Winkler Prins Encyclopedie

E. de Bruyne, G.B.J. Hiltermann en H.R. Hoetink (1947)

Gepubliceerd op 23-01-2023

FOETSJOU

betekenis & definitie

(of Foo-chow), hoofdstad van de Chinese provincie Foe-kien (Hokkan),ligtop 26° 7' N.Br. en 119° 20' O.L.v.Gr. aan de linkeroever van de Min op 58 km van de mond, in een door heuvels omsloten, goed bebouwde vlakte en telt ca 400 000 inw. Daar de provincie door hoge ruggen van de rest van China wordt gescheiden, lopen de verbindingen via Foetsjou over zee.

Met de ontwikkeling van de theehandel in het begin van de 19de eeuw neemt de bloei van de stad een aanvang en groeit zij uit tot een van de voornaamste theehavens. Naderhand treedt dan een verval in en dit treft ook de bloeiende kamferhandel.

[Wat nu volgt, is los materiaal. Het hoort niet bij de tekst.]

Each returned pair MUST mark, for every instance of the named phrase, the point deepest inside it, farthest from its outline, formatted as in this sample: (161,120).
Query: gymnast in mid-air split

Thans heeft de stad alleen betekenis voor de kustvaart.Men vindt er zijde- en katoenindustrie, benevens scheepswerven. Verder worden papier, hout, zijde, rijst en kamfer uitgevoerd, katoen, benevens wol, garens en metalen worden ingevoerd. De haven werd in 1842 voor de wereldhandel opengesteld. Op 23 Aug. 1884 werd hier een deel van de Chinese vloot door Franse oorlogsschepen vernietigd. In 1906 werd de Foo-chow Christian University opgericht.